On Fri, 25 May 2012, Nick Milas wrote:
Why when assigning access rights to "entry" and/or "children" attributes, in most cases - as I have seen from experience - we have to end with a "by * break" clause?
Because that's a popular style of ACL processing logic to use for those attributes. As you note, this is done in "most cases", i.e., not all, so obviously there nothing in the software that requires it.

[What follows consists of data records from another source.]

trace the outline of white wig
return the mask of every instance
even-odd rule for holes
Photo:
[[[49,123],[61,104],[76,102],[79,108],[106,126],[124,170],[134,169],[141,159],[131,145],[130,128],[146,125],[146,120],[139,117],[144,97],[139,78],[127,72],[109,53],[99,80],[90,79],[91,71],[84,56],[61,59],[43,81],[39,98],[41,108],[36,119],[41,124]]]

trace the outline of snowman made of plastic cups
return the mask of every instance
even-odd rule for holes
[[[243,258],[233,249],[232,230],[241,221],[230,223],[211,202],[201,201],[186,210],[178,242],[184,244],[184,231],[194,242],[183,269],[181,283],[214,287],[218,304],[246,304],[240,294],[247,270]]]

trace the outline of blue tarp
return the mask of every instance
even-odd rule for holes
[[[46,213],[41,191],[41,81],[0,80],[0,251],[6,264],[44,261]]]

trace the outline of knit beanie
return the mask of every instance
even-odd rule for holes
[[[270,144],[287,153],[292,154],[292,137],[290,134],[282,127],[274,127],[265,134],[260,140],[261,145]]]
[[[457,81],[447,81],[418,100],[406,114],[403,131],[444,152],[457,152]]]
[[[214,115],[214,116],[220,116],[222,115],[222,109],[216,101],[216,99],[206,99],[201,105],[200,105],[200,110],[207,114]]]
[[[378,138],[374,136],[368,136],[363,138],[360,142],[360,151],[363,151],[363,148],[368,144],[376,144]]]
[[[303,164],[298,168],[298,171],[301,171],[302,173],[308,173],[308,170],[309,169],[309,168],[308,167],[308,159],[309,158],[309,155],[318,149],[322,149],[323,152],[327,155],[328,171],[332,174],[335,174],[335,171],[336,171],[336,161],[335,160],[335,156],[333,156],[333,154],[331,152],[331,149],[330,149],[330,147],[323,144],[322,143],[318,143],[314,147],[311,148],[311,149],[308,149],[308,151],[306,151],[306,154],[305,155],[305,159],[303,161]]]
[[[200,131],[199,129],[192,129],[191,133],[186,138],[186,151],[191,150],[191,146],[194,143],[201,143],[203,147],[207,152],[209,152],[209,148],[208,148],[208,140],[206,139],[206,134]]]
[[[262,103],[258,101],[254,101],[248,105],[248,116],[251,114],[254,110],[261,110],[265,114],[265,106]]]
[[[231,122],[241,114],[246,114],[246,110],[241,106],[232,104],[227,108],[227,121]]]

I'm not sure why the ACLs for entry and children that you tend to see use that style, but if I recall correctly, they weren't part of the original ACL design but rather were added in OpenLDAP 2.2 (or maybe 2.3?), so this may be the result of ACL sets being retrofitted during upgrades.
...
I tend to think that this is needed in case(s) where we want to be able to assign different privileges (for children/entry attributes) in subordinate branches, using ACLs following later. But if we follow the rule: "special access rules first, generic access rules last", i.e. if we place our ACLs for entry/children of the bottom branches first in the ACL sequence, then a "by * break" clause would not be required. Is my thinking right?
Yes, though you should review any rules without an attrs= clause carefully to check whether they're setting the rights for the children/entry pseudo-attributes unexpectedly.
And a second question:
Are there any cases where access to "children" and "entry" attributes is determined implicitly, or in all cases (except, I guess, when we specify "access to *") we should declare access rights to these attributes explicitly?
I'm not sure what you mean by "determined implicitly" here, so I can't answer that.